Simplifying the determinant of the matrix whose $(i,j)$-th entry is $b_i c_j$ for $i=j$ and $-b_i c_j$ for $i\neq j$
For $n\ge 3$ there is a clear pattern. For $n=3$ we have $$ \det(A)=- 4b_1b_2b_3c_1c_2c_3. $$ For $n=4$ we have $$ \det(A)=- 16b_1b_2b_3b_4c_1c_2c_3c_4. $$ So we should have $\det(A)=-f(n)\prod_{i=1}^n b_i\prod_{i=1}^ n c_i$ for all $n\ge 3$ with a positive integer $f(n)$. We have $$ f(3)=4,\; f(4)=16,\; f(5)=48,\; f(6)=128,\; f(7)=320. $$ Conjecture: $f(n)=2^n(n-1)$.
We can write $A = BSC$, where $S$ is the matrix you describe and $$ B = \pmatrix{b_1\\ & b_2 \\ && \ddots\\ &&& b_n}, \quad C = \pmatrix{c_1\\ & c_2 \\ && \ddots\\ &&& c_n}, $$ so that as you noted, we have $\det(A) = \det(B)\det(C) \det(S)$.

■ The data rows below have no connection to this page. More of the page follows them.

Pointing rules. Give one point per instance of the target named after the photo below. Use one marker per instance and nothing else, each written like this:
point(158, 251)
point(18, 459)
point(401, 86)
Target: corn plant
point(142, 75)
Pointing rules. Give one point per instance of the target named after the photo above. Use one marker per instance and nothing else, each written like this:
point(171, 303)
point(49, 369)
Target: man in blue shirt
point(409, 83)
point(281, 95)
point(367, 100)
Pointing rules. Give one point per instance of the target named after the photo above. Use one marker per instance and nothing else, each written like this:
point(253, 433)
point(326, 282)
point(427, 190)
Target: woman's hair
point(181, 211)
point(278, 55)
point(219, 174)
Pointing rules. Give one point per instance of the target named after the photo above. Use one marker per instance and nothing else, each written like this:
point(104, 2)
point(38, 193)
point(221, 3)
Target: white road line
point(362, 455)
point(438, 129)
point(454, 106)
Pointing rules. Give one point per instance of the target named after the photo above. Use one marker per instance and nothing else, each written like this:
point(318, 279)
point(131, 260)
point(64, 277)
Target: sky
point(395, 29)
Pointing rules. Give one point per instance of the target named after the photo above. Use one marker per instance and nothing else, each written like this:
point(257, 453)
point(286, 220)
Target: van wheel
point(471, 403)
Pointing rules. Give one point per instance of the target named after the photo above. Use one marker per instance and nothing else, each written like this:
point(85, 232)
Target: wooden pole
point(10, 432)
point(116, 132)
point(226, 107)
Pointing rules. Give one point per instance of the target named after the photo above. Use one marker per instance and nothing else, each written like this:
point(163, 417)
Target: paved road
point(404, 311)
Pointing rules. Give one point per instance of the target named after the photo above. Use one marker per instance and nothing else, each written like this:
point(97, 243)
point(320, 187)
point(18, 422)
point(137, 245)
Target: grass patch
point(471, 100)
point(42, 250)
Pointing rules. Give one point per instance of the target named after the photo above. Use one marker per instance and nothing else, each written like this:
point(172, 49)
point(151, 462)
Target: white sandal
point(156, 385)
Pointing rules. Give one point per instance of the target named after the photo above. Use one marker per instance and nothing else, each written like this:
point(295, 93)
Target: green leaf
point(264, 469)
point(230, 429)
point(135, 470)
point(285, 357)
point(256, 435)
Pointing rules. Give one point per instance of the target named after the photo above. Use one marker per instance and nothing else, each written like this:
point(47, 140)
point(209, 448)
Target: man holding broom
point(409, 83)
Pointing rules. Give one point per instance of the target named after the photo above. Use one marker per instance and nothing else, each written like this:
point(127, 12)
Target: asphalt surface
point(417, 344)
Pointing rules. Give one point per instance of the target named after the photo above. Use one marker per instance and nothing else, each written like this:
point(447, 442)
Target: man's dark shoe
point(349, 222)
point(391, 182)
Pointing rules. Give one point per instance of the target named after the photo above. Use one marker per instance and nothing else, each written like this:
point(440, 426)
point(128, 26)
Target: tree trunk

In order to compute $\det(S)$, it suffices to note that $$ S = 2I - \pmatrix{1 & \cdots & 1\\ \vdots & \ddots & \vdots \\ 1 & \cdots & 1}, $$ which is to say that $S$ is a rank-one update of a scalar matrix. One method to compute the determinant of such a matrix is by considering its eigenvalues: because $S$ has eigenvalues $2$ with multiplicity $n-1$ and $2-n$ with multiplicity $1$, we compute $$ \det(S) = 2^{n-1}(2-n). $$